Os perigos das Fake News na era da informação
Enviada em 10/10/2018
Na obra “1984”, de George Orwell, as notícias e estatísticas veiculadas pelos jornais da Oceania eram adulteradas pelo “Ministério da Verdade”, à medida que o conteúdo destas ou discrepava da realidade ou patenteava alguma controvérsia do regime vigente. Atualmente, no Brasil, alguns indivíduos também têm recorrido à deturpação - de imagens e discursos - por motivos vis e unilaterais. Isso se evidencia pelo acesso fácil às redes sociais e tecnologia e pela ínfima carga de leitura dos brasileiros.
Os modernos computadores e celulares são formidáveis meios de propagação de conteúdos digitais, pois detêm tecnologia capaz produzir e transmitir, rápida e exponencialmente, uma miríade de notícias, fotos e textos nas redes sociais. Assim, pessoas anônimas podem gerar e reproduzir o que lhe convirem para milhões de outros sujeitos no Brasil e no mundo. Entretanto, alguns indivíduos, deliberadamente, difundem inverossimilhanças, ignominiam figuras idôneas, distorcem informações e fatos no fito de solapar a imagem de pessoas públicas, organizações sociais e políticas, religiões e etc., o que exorta uma conjuntura marcada pela polarização, discórdia, intolerância e preconceito. Sob esse aspecto, cumpre afirmar que a liberdade e autonomia de expressão, próprias do ambiente das redes sociais, encerram respeito e prudência; conceitos estes que, por frivolidade e dobrez, algumas figuras desconhecem e rejeitam.
Outrossim, é incontestável que o hábito regular da leitura desenvolve e otimiza as faculdades do pensamento crítico e analítico. No entanto, segundo dados do Ibope, 44% da população brasileira admite que não lê, ao passo que 30% jamais investiu em um livro. Entre as justificativas para essa rejeição, diz-se que não há disponibilidade de tempo, que ler é insosso e que os livros são caros. Conseguintemente, essas pessoas são persuadidas pelos referidos materiais difundidos na Internet, que, não obstante possuírem burlesco apelo emocional, patente subjetividade e dissonância com a realidade, são aceitos cegamente por aquelas, uma vez que não pesquisam mais de uma fonte - afinal, não leem - e se deixam ser convencidas por qualquer disparate. Nesse sentido, o axioma de Derek Bok faz-se pertinente: “Se você acha a educação cara, imagine a ignorância”.

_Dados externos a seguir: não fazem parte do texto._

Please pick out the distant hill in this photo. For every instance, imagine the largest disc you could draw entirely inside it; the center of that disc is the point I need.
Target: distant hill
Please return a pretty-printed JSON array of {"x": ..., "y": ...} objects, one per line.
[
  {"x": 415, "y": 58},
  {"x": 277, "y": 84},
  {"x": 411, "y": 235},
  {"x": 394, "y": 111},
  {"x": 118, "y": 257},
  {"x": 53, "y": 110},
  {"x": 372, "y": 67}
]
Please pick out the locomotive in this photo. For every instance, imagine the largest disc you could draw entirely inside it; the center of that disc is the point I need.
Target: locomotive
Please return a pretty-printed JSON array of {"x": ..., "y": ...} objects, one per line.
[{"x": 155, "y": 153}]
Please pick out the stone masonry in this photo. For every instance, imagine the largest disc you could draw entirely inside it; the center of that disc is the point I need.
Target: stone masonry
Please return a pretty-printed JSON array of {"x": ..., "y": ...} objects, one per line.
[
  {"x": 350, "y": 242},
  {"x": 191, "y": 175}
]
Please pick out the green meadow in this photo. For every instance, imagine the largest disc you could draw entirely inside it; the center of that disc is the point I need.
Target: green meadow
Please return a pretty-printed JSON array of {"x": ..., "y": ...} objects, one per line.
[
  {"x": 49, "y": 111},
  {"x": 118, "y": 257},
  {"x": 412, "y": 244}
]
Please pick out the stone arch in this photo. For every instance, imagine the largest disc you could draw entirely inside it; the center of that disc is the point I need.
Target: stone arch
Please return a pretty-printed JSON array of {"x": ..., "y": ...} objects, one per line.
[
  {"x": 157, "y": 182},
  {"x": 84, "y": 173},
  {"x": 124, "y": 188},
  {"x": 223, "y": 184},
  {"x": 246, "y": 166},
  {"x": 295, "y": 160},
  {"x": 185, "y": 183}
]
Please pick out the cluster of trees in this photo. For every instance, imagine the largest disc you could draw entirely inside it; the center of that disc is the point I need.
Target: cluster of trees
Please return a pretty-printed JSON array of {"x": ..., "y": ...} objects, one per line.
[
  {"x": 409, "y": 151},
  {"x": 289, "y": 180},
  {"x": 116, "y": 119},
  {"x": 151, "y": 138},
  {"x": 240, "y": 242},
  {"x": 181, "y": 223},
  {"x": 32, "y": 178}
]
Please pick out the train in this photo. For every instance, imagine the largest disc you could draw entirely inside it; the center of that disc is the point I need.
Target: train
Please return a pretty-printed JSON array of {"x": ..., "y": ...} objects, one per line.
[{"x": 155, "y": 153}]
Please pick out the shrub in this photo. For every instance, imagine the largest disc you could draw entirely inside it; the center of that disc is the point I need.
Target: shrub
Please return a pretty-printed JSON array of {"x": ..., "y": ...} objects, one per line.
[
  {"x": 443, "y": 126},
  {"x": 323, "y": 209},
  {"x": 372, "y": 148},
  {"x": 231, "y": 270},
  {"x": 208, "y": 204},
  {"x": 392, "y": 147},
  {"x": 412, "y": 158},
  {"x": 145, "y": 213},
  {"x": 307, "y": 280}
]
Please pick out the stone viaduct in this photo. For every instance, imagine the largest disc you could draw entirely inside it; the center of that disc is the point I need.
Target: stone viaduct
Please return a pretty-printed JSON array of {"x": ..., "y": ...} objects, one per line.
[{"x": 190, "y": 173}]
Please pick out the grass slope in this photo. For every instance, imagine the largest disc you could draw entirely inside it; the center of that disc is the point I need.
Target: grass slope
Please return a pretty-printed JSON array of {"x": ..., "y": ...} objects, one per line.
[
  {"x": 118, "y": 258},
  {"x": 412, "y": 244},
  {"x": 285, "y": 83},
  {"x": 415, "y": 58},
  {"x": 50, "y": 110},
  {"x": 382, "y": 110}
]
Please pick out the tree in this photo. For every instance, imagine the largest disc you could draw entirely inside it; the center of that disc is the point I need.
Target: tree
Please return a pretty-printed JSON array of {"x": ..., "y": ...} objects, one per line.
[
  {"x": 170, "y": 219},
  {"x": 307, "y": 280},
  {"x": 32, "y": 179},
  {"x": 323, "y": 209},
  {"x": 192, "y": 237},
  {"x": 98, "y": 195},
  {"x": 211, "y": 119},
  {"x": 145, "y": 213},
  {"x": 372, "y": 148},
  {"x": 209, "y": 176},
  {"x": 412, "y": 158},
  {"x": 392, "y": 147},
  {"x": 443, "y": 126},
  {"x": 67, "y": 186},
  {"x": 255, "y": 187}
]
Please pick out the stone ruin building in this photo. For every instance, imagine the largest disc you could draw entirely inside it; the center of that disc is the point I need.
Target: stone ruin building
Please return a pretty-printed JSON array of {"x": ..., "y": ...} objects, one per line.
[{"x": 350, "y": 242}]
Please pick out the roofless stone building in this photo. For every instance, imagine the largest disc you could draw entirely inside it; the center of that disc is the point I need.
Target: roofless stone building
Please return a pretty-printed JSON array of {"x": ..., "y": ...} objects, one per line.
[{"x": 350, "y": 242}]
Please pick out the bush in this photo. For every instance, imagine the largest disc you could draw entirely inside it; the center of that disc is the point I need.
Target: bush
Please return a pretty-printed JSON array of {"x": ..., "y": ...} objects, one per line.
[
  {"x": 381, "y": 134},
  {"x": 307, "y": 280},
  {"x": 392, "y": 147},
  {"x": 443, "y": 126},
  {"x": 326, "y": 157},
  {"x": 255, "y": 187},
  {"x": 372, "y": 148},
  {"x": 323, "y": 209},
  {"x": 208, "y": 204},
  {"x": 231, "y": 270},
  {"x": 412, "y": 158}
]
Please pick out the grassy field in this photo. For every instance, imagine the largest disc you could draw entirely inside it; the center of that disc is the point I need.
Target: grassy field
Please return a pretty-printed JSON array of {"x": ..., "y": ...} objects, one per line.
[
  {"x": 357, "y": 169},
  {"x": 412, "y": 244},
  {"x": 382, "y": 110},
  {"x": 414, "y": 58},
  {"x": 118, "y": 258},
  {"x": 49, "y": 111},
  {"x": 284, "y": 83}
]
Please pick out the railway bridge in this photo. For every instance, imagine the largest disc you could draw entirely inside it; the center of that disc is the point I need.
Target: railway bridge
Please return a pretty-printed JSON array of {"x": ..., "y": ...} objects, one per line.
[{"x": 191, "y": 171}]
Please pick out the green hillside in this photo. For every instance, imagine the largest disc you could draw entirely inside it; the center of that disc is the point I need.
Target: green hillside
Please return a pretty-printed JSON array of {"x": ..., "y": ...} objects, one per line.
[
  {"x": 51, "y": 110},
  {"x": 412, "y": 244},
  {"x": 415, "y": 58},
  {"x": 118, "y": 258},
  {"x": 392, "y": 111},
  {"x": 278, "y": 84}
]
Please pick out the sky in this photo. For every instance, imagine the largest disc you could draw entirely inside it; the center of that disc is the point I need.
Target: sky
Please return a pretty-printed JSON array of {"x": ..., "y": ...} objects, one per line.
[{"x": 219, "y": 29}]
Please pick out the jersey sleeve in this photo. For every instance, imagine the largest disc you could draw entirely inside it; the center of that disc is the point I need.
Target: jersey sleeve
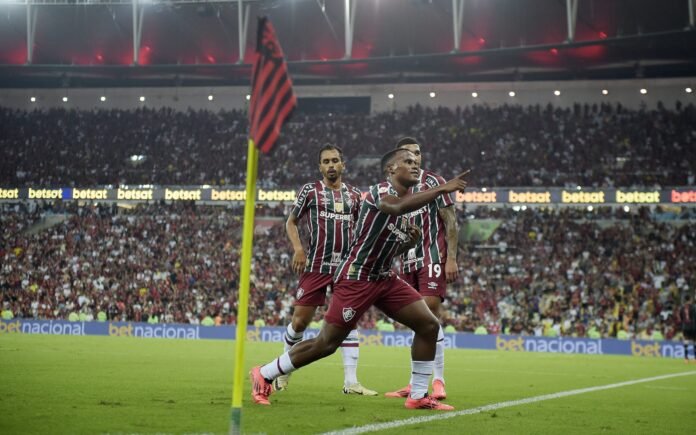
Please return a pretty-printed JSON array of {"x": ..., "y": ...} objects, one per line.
[
  {"x": 442, "y": 201},
  {"x": 303, "y": 201}
]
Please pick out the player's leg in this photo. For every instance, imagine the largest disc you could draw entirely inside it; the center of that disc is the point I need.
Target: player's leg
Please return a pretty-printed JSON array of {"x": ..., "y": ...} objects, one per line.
[
  {"x": 434, "y": 303},
  {"x": 302, "y": 354},
  {"x": 350, "y": 350},
  {"x": 403, "y": 304},
  {"x": 310, "y": 294}
]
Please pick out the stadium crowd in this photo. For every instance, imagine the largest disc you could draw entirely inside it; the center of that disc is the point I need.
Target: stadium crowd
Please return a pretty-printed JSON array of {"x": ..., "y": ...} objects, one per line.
[
  {"x": 599, "y": 145},
  {"x": 608, "y": 273}
]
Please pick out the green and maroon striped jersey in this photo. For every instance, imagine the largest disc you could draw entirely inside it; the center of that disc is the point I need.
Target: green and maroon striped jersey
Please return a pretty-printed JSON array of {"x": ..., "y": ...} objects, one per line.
[
  {"x": 331, "y": 216},
  {"x": 432, "y": 248},
  {"x": 376, "y": 240}
]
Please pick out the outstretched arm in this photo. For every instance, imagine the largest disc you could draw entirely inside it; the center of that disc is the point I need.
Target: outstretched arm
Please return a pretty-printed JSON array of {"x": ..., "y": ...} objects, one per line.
[
  {"x": 395, "y": 205},
  {"x": 452, "y": 234},
  {"x": 299, "y": 258}
]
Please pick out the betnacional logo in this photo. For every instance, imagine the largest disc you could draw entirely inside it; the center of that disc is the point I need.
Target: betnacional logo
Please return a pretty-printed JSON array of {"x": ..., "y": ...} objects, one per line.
[
  {"x": 649, "y": 350},
  {"x": 684, "y": 196},
  {"x": 529, "y": 197},
  {"x": 582, "y": 197},
  {"x": 636, "y": 197},
  {"x": 348, "y": 314}
]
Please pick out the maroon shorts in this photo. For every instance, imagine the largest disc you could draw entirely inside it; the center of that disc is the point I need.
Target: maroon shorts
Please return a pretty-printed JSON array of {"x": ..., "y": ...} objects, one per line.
[
  {"x": 429, "y": 280},
  {"x": 352, "y": 298},
  {"x": 312, "y": 288}
]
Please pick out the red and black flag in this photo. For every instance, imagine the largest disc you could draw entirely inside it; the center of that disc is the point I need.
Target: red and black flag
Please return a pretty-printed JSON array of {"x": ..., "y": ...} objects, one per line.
[{"x": 272, "y": 99}]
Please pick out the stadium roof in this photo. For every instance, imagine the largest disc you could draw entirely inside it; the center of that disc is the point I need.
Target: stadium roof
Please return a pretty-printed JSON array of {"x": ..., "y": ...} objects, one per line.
[{"x": 88, "y": 43}]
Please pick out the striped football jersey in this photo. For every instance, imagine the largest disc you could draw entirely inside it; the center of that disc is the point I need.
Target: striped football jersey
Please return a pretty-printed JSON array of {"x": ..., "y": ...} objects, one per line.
[
  {"x": 331, "y": 216},
  {"x": 376, "y": 240},
  {"x": 432, "y": 248}
]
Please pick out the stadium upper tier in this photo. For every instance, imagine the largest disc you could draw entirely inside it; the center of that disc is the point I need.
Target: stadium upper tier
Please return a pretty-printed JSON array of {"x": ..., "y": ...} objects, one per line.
[{"x": 601, "y": 146}]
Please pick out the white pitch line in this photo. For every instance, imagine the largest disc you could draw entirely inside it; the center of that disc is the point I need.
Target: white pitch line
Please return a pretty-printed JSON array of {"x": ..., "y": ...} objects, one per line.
[{"x": 494, "y": 406}]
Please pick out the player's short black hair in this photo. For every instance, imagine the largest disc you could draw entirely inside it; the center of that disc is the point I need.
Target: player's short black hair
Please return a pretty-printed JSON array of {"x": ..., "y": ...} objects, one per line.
[
  {"x": 406, "y": 140},
  {"x": 388, "y": 157},
  {"x": 329, "y": 147}
]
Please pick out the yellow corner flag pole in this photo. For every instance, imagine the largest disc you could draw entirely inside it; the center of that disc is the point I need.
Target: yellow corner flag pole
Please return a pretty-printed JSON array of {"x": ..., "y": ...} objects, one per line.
[{"x": 243, "y": 301}]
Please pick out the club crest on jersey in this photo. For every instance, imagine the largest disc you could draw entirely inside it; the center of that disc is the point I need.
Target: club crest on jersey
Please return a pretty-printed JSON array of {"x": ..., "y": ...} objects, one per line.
[{"x": 348, "y": 314}]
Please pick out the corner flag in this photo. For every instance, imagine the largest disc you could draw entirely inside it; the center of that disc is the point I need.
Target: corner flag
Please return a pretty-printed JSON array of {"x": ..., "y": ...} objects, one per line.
[
  {"x": 272, "y": 102},
  {"x": 272, "y": 99}
]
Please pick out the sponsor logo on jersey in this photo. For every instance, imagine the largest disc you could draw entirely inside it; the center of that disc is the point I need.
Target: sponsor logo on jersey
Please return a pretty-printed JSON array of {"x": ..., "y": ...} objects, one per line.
[{"x": 348, "y": 314}]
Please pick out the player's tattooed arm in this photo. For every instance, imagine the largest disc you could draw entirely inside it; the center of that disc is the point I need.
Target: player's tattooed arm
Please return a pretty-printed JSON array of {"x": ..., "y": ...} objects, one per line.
[
  {"x": 452, "y": 235},
  {"x": 414, "y": 235},
  {"x": 299, "y": 257}
]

Dessarte, é imprescindível que os usuários das redes sociais tornem-se ávidos leitores. Para isso, é mister que o MEC estabeleça nas escolas, TV e Internet programas com tertúlias sobre obras literárias que se relacionem com as temáticas mais polarizadas da sociedade brasileira, a fim de que se infunda nos brasileiros o senso crítico e a ânsia pela verossimilhança. Desse modo, os ociosos deturpadores desaparecerão progressivamente, à proporção que seus feitos sejam questionados e ignorados, bem como que os casos de falsificação de notícias restringir-se-ão à sociedade destópica de 1984.